Former Australia fast bowler Mitchell Johnson says David Warner should not have been allowed to pick his own Test cricket retirement date.
Warner was on Sunday named in a 14-man Australia squad to face Pakistan in a three-Test series.
The 37-year-old opening batsman plans to quit Test cricket after the third Test at his home SCG in January, but continue in white-ball cricket.
“It’s been five years and David Warner has still never really owned the ball-tampering scandal. Now the way he is going out is underpinned by more of the same arrogance and disrespect to our country,” Johnson wrote in a column for The West Australian.
“As we prepare for David Warner’s farewell series, can somebody please tell me why? “
Why a struggling Test opener gets to nominate his own retirement date. And why a player at the centre of one of the biggest scandals in Australian cricket history warrants a hero’s send-off?

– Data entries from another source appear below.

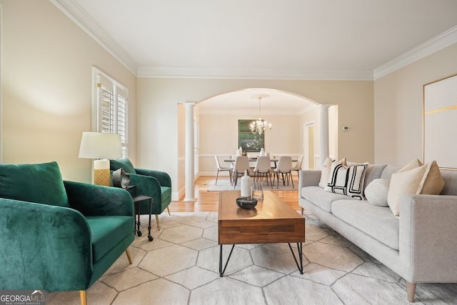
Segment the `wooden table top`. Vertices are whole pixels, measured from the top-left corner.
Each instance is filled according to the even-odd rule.
[[[219,220],[303,219],[296,211],[270,191],[263,191],[263,200],[259,200],[253,209],[241,209],[236,205],[239,191],[219,193]]]
[[[236,191],[219,193],[219,244],[305,241],[305,219],[269,191],[253,209],[236,205]]]

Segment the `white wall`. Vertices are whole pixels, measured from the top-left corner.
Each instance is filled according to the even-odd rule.
[[[456,73],[457,44],[375,81],[376,163],[403,165],[423,159],[423,86]]]
[[[129,89],[129,156],[136,154],[136,77],[47,0],[0,0],[4,163],[56,161],[64,179],[90,182],[78,158],[91,130],[92,66]]]
[[[137,84],[139,164],[168,171],[175,196],[184,188],[179,178],[184,176],[184,172],[181,161],[184,154],[179,149],[177,139],[184,139],[180,135],[184,128],[184,122],[180,121],[181,116],[178,116],[178,104],[198,103],[246,88],[274,89],[318,104],[338,104],[338,124],[351,127],[342,140],[339,134],[338,154],[350,160],[373,160],[373,81],[139,78]],[[265,119],[271,121],[269,117]],[[218,126],[221,126],[218,123]],[[342,125],[338,127],[341,129]],[[275,127],[271,131],[275,132],[275,129],[280,130]],[[298,129],[297,141],[301,143],[303,130],[301,127]],[[225,149],[221,152],[225,154]]]

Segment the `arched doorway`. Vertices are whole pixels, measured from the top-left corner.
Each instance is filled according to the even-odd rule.
[[[274,89],[251,88],[209,97],[195,103],[191,109],[191,116],[189,114],[186,116],[186,118],[196,118],[199,124],[199,175],[214,174],[215,154],[234,154],[238,147],[238,120],[254,120],[258,117],[258,104],[252,96],[260,93],[268,96],[268,99],[262,101],[261,115],[263,119],[273,123],[273,129],[266,134],[265,139],[265,149],[271,154],[304,154],[308,144],[304,144],[303,129],[301,127],[303,123],[310,120],[320,122],[322,116],[325,116],[326,114],[327,118],[324,121],[328,124],[328,110],[330,105],[324,105],[323,107],[315,101],[292,92]],[[188,122],[186,126],[191,128],[194,122]],[[313,131],[319,131],[320,129],[313,129]],[[318,139],[314,141],[316,145],[323,141],[328,143],[328,126],[323,128],[323,131],[326,134],[321,132],[315,137]],[[190,142],[190,139],[188,139],[186,145]],[[328,144],[324,149],[326,147],[328,151]],[[189,148],[189,151],[193,150],[194,147]],[[322,148],[319,151],[322,151]],[[326,156],[328,152],[324,152],[324,154]],[[311,157],[313,159],[315,156]],[[186,170],[186,183],[192,184],[191,186],[186,185],[186,189],[194,188],[194,171]],[[187,196],[186,197],[188,198]],[[192,199],[188,199],[191,201]]]

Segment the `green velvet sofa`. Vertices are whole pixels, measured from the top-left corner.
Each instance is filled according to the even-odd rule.
[[[160,230],[159,215],[165,209],[170,214],[169,209],[169,205],[171,202],[171,179],[170,176],[164,171],[135,168],[130,160],[126,158],[110,160],[111,173],[121,168],[129,174],[130,184],[136,186],[130,191],[132,195],[144,195],[152,197],[151,214],[156,215],[157,229]],[[141,214],[149,214],[148,204],[140,204],[139,209]]]
[[[0,289],[86,291],[134,239],[121,189],[63,181],[56,162],[0,164]]]

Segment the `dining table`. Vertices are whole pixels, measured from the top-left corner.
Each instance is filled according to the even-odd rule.
[[[255,162],[257,161],[257,158],[258,156],[248,156],[248,159],[249,159],[249,162]],[[274,163],[274,168],[276,168],[276,162],[278,162],[279,161],[278,158],[270,158],[270,161]],[[298,160],[296,159],[292,159],[292,162],[297,162]],[[235,164],[235,159],[224,159],[224,162],[227,162],[227,163],[230,163],[232,165]]]

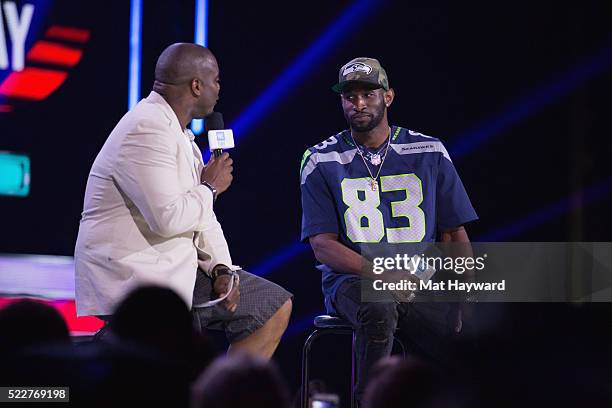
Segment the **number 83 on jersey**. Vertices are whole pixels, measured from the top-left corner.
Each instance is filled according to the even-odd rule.
[[[419,207],[423,202],[423,184],[416,174],[382,176],[380,189],[374,191],[368,177],[345,178],[341,188],[342,201],[348,206],[344,212],[346,235],[351,241],[380,242],[385,234],[389,243],[421,242],[425,237],[425,213]],[[379,210],[380,195],[392,191],[405,192],[403,200],[390,204],[391,217],[406,218],[407,227],[385,228],[383,213]]]

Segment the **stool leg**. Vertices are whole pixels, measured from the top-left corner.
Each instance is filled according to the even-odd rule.
[[[310,380],[310,347],[312,343],[322,334],[321,330],[315,330],[304,342],[302,348],[302,387],[301,399],[302,408],[308,408],[308,381]]]

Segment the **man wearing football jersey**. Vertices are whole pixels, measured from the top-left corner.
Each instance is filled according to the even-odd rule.
[[[353,59],[332,89],[349,129],[304,153],[302,240],[322,271],[328,313],[356,331],[359,401],[371,367],[391,353],[396,330],[410,352],[443,362],[462,325],[459,308],[449,303],[362,301],[363,283],[380,278],[363,267],[362,249],[469,242],[463,225],[477,215],[442,143],[389,125],[395,94],[377,60]]]

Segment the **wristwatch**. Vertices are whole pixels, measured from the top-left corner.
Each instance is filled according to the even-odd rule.
[[[229,276],[232,276],[233,274],[234,274],[234,271],[232,271],[227,266],[220,266],[218,268],[213,269],[213,271],[210,273],[210,276],[211,276],[211,278],[213,278],[213,280],[215,280],[220,275],[229,275]]]
[[[203,180],[202,184],[205,185],[206,187],[208,187],[210,189],[210,191],[212,191],[212,193],[213,193],[213,201],[216,201],[217,200],[217,189],[212,184],[210,184],[208,181],[206,181],[206,180]]]

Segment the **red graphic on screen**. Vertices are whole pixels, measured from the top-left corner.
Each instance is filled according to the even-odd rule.
[[[14,71],[0,83],[0,95],[17,100],[41,101],[55,92],[68,78],[68,70],[79,63],[89,30],[54,25],[44,39],[34,43],[26,55],[26,67]],[[66,45],[58,42],[71,42]],[[31,66],[32,63],[37,66]],[[44,68],[39,67],[44,65]],[[0,112],[10,112],[10,103],[0,104]]]

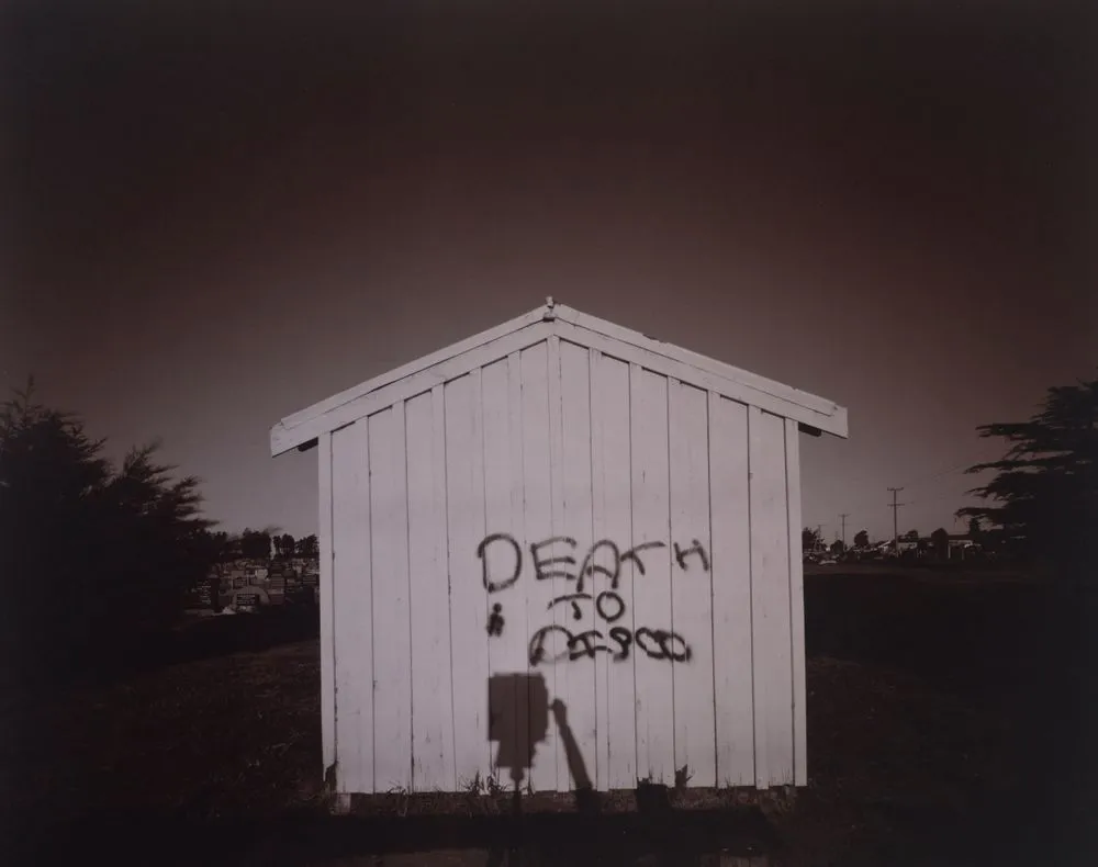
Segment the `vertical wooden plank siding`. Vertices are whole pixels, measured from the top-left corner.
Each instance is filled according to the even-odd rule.
[[[586,552],[593,542],[591,538],[591,373],[587,349],[561,341],[560,344],[560,389],[561,389],[561,509],[563,523],[560,534],[576,540],[568,553],[575,559],[575,566],[568,571],[575,575],[575,582],[554,582],[558,596],[585,593],[591,599],[576,601],[580,618],[573,607],[558,603],[558,616],[573,633],[597,630],[605,640],[607,623],[595,617],[595,597],[608,590],[609,582],[593,568],[598,564],[585,563]],[[605,560],[605,559],[604,559]],[[580,574],[581,572],[587,574]],[[581,587],[582,582],[582,587]],[[565,777],[558,770],[561,788],[569,780],[571,788],[580,785],[592,786],[595,772],[595,665],[597,660],[581,658],[568,664],[568,694],[565,722],[574,743],[574,753],[565,755]],[[560,734],[560,733],[558,733]],[[565,751],[568,753],[569,751]]]
[[[641,629],[671,629],[670,481],[668,381],[631,369],[634,618]],[[641,567],[642,566],[642,567]],[[657,784],[674,782],[674,686],[666,661],[652,661],[636,640],[637,773]],[[649,644],[652,642],[649,641]]]
[[[608,351],[552,335],[320,435],[337,791],[508,786],[500,713],[533,791],[807,784],[797,423]],[[511,675],[548,719],[489,707]]]
[[[511,434],[507,452],[511,466],[511,534],[518,544],[522,571],[518,582],[508,592],[505,606],[504,634],[501,637],[501,648],[507,661],[507,671],[516,675],[529,674],[529,656],[527,641],[530,630],[526,619],[526,584],[529,582],[529,564],[526,562],[526,528],[524,520],[525,483],[523,464],[523,360],[518,352],[507,356],[507,429]],[[515,743],[519,746],[529,744],[530,714],[529,696],[516,695]],[[535,746],[535,748],[537,748]],[[529,782],[529,769],[524,768],[520,775],[512,772],[519,786]],[[501,785],[512,784],[511,775]]]
[[[406,404],[408,574],[412,604],[412,787],[450,790],[450,598],[446,572],[442,386]]]
[[[336,763],[346,792],[374,791],[369,454],[366,419],[332,435]]]
[[[751,632],[754,660],[755,785],[793,782],[785,421],[748,410],[751,462]]]
[[[717,785],[753,786],[748,407],[709,393]]]
[[[632,463],[629,427],[629,365],[624,361],[602,356],[598,359],[592,405],[600,419],[602,472],[595,476],[600,516],[596,539],[608,539],[621,552],[632,545]],[[643,554],[641,554],[643,556]],[[620,564],[618,596],[625,613],[614,627],[628,629],[632,634],[634,586],[639,579],[634,561]],[[612,627],[613,628],[613,627]],[[616,643],[608,642],[609,646]],[[637,785],[637,684],[635,664],[637,651],[624,660],[609,653],[602,654],[606,668],[606,740],[607,778],[601,788],[630,789]]]
[[[602,361],[602,353],[597,349],[590,349],[587,351],[587,396],[590,401],[589,415],[591,416],[591,538],[592,540],[598,540],[606,538],[606,485],[603,470],[604,416],[598,394],[598,367]],[[604,624],[604,634],[608,631],[608,628],[609,624]],[[595,658],[594,663],[595,768],[593,781],[596,789],[606,791],[609,781],[609,705],[607,696],[609,690],[610,656],[608,653],[603,653]]]
[[[335,584],[332,576],[332,435],[317,438],[321,556],[321,735],[324,773],[336,762]],[[337,778],[338,784],[338,778]]]
[[[527,635],[553,622],[549,603],[553,598],[551,581],[539,581],[535,575],[530,547],[552,534],[552,484],[550,478],[549,437],[549,347],[538,344],[522,353],[523,374],[523,478],[525,482],[525,508],[523,515],[526,529],[525,562],[529,571],[523,582],[526,590]],[[538,548],[538,559],[550,556],[548,547]],[[552,566],[547,567],[551,570]],[[550,658],[567,651],[556,635],[546,642],[546,654]],[[545,678],[550,701],[559,696],[557,675],[559,665],[541,663],[531,665],[534,676]],[[550,722],[544,737],[540,731],[531,734],[534,741],[534,766],[529,772],[529,787],[534,791],[557,790],[557,730]]]
[[[376,790],[412,786],[412,640],[408,606],[404,403],[370,416]]]
[[[446,477],[449,525],[450,654],[453,752],[459,789],[491,773],[488,740],[488,634],[483,574],[484,446],[481,372],[446,384]]]
[[[793,652],[793,782],[808,785],[808,720],[805,702],[805,578],[800,555],[800,432],[785,419],[785,485],[789,526],[789,610]]]
[[[672,629],[690,648],[672,663],[674,766],[686,768],[690,786],[715,786],[708,407],[701,389],[674,380],[669,389]]]
[[[560,576],[553,576],[546,581],[550,588],[550,604],[558,596],[563,596],[574,588],[568,586],[564,574],[573,572],[575,560],[575,548],[569,545],[564,540],[568,534],[564,532],[564,487],[563,487],[563,407],[561,406],[561,376],[560,376],[560,338],[556,335],[549,337],[549,491],[550,491],[550,537],[553,542],[546,549],[552,559],[553,571],[559,571]],[[569,559],[572,563],[569,563]],[[569,606],[552,605],[548,612],[552,622],[571,629],[572,621]],[[547,621],[548,622],[548,621]],[[574,668],[571,665],[557,666],[556,689],[552,699],[563,702],[565,708],[571,707],[571,677]],[[556,729],[556,722],[549,721],[549,727]],[[564,740],[561,732],[557,732],[553,741],[557,755],[557,791],[568,791],[569,772],[568,753],[564,750]]]
[[[511,454],[513,437],[511,435],[511,382],[509,361],[507,359],[493,362],[482,369],[481,389],[484,395],[485,537],[492,538],[505,534],[515,538],[512,521],[512,503],[514,498],[512,472],[514,466]],[[518,563],[515,562],[516,553],[519,558]],[[507,579],[522,565],[522,547],[519,545],[516,552],[514,545],[507,543],[506,540],[497,538],[496,541],[490,542],[484,548],[482,554],[481,565],[482,567],[486,567],[484,574],[488,575],[491,585],[478,590],[484,599],[484,627],[482,629],[488,634],[486,624],[491,616],[491,609],[495,605],[500,606],[498,613],[503,618],[504,623],[503,630],[498,635],[489,634],[488,637],[489,676],[491,677],[497,674],[514,673],[518,671],[519,665],[523,665],[525,669],[525,665],[523,664],[523,646],[525,645],[523,635],[515,628],[517,623],[507,623],[512,612],[517,613],[518,610],[523,611],[523,619],[525,620],[525,605],[517,605],[520,599],[522,587],[516,585],[506,586]],[[519,572],[520,575],[522,573]],[[500,585],[500,588],[492,589],[496,585]],[[511,627],[509,629],[508,626]],[[506,698],[508,701],[512,701],[515,697],[507,696]],[[511,734],[507,735],[507,740],[512,743],[517,743],[515,739],[518,736],[516,730],[518,709],[519,705],[517,701],[514,701],[509,708],[498,706],[489,708],[489,725],[491,730],[498,732],[498,727],[509,721],[507,724],[511,727]],[[503,780],[506,772],[501,772],[501,768],[496,767],[495,756],[493,756],[492,761],[492,770],[493,775],[503,781],[503,785],[507,785]]]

“Warner certainly isn’t Australia’s Test captain and never deserved to be for that matter. In fact, he ends his career under a lifetime leadership ban.
“Yes, he has a decent overall record and some say is one of our greatest opening bats. But his past three years in Test cricket have been ordinary, with a batting average closer to what a tail-ender would be happy with.
“It’s the ball-tampering disgrace in South Africa that many will never forget. Although Warner wasn’t alone in Sandpapergate, he was at the time a senior member of the team and someone who liked to use his perceived power as a ‘leader’.
“Does this really warrant a swansong, a last hurrah against Pakistan that was forecast a year in advance as if he was bigger than the game and the Australian cricket team?”
Johnson also questioned why Warner was selected, given his recent Test-match form.
“Granted he made his double century against South Africa at the MCG last summer, but they were the only runs he had scored in years. Leading into this year’s Ashes series that was the only time he had reached 50 in his previous 17 Test innings,” he wrote.